When the door opened and Florimel glided in the painter sprang to his feet to welcome her, and she flew softly, soundless as a moth, into his arms; for, the study being large and full of things, she was not aware of the presence of Malcolm. From behind a picture on an easel he saw them meet, but shrinking from being an open witness to their secret, and also from being discovered in his father's clothes by the sister who knew him only as a servant, he instantly sought escape. Nor was it hard to find, for near where he stood was a door opening into a small intermediate chamber, communicating with the drawing-room, and by it he fled, intending to pass through to Lenorme's bedroom and change his clothes. With noiseless stride he hurried away, but could not help hearing a few passionate words that escaped his sister's lips before Lenorme could warn her that they were not alone — words which, it seemed to him, could come only from a heart whose very pulse was devotion.

"How can I live without you, Raoul?" said the girl as she clung to him.

Lenorme gave an uneasy glance behind him, saw Malcolm disappear, and answered, "I hope you will never try, my darling."

"Oh, but you know this can't last," she returned with playfully affected authority. "It must come to an end. They will interfere."

"Who can? Who will dare?" said the painter with confidence.

"People will. We had better stop it ourselves — before it all comes out and we are shamed," said Florimel, now with perfect seriousness.
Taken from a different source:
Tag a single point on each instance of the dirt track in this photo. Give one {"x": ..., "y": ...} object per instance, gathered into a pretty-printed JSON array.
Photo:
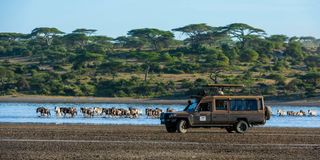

"Shamed!" cried Lenorme. "Well, if you can't help being ashamed of me — and perhaps, as you have been brought up, you can't — do you not then love me enough to encounter a little shame for my sake? I should welcome worlds of such for yours."

Florimel was silent. She kept her face hidden on his shoulder, but was already halfway to a quarrel.

"You don't love me, Florimel," he said after a pause, little thinking how nearly true were the words.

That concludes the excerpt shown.